Mortgage rates have skyrocketed in recent months – adding $ 33,000 on average to a 30-year loan
Mortgage rates have stabilized over the past week, but their recent rally may create challenges for homebuyers who are already feeling the pain of high home prices.
The 30-year fixed rate mortgage was on average 3.18% for the week ending April 1, up one basis point from the previous week, Freddie Mac FMCC,
reported Thursday. This is the seventh week in a row that the benchmark mortgage rate has climbed, and the rate is now at its highest level since June 2020.
The 15-year mortgage and the 5-year Treasury-indexed variable rate hybrid mortgage have both remained unchanged over the past week at 2.45% and 2.84% respectively.
Mortgage rates are still fairly low historically, but their recent rise has real financial implications for homebuyers today.
The rise in mortgage rates over the past two months means buyers will spend an additional $ 93 per month on their mortgage payments, said George Ratiu, senior economist at Realtor.com. This works out to about $ 1,100 per year, or about $ 33,000 over the life of a 30-year loan.
First-time buyers find it impossible to compete
“Many first-time buyers find it impossible to compete with regular buyers with considerable capital from their previous home or all-cash institutional investors willing to forgo all eventualities,” Ratiu said. “Rising mortgage rates add another hurdle for these buyers to overcome.”
There are already signs that some buyers are calling on him to leave the current real estate market. In early 2021, homebuyer demand was 25% above pre-COVID levels, Freddie Mac chief economist Sam Khater said in this week’s rates report. Today, demand is only 8% above pre-COVID levels.

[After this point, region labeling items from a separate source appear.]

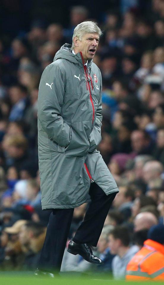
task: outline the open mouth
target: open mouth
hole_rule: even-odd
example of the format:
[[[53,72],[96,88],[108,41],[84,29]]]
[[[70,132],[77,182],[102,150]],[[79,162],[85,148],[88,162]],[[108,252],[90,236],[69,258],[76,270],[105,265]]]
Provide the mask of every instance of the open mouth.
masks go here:
[[[94,48],[91,48],[90,49],[89,51],[91,54],[94,54],[96,52],[96,49]]]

There are signs that some buyers are calling him to leave the current real estate market.
“Although mortgage rates remain low, we are starting to see a pullback in those looking to enter the housing market,” Khater said. “This is confirmation that while purchase demand remains strong, the marginal buyer is feeling the tightening affordability resulting from rising mortgage rates and house prices.”
Falling demand could end up being a good thing for buyers who stay in the housing market. In January, house prices recorded their biggest annual increase since 2006, according to the last edition of the S&P CoreLogic Case-Shiller House Price Index. But that report reflects deals that were signed in November and December, as mortgage rates fell to historically low levels.
Slower competition caused by rising mortgage rates will slow the pace of house price growth, according to a report of CoreLogic CLGX,
“Slowing competition is likely to take some wind out of the sails of the market, slowing the rate of house price growth by about half by the end of the year,” the economist noted. CoreLogic Assistant Selma Hepp in the report.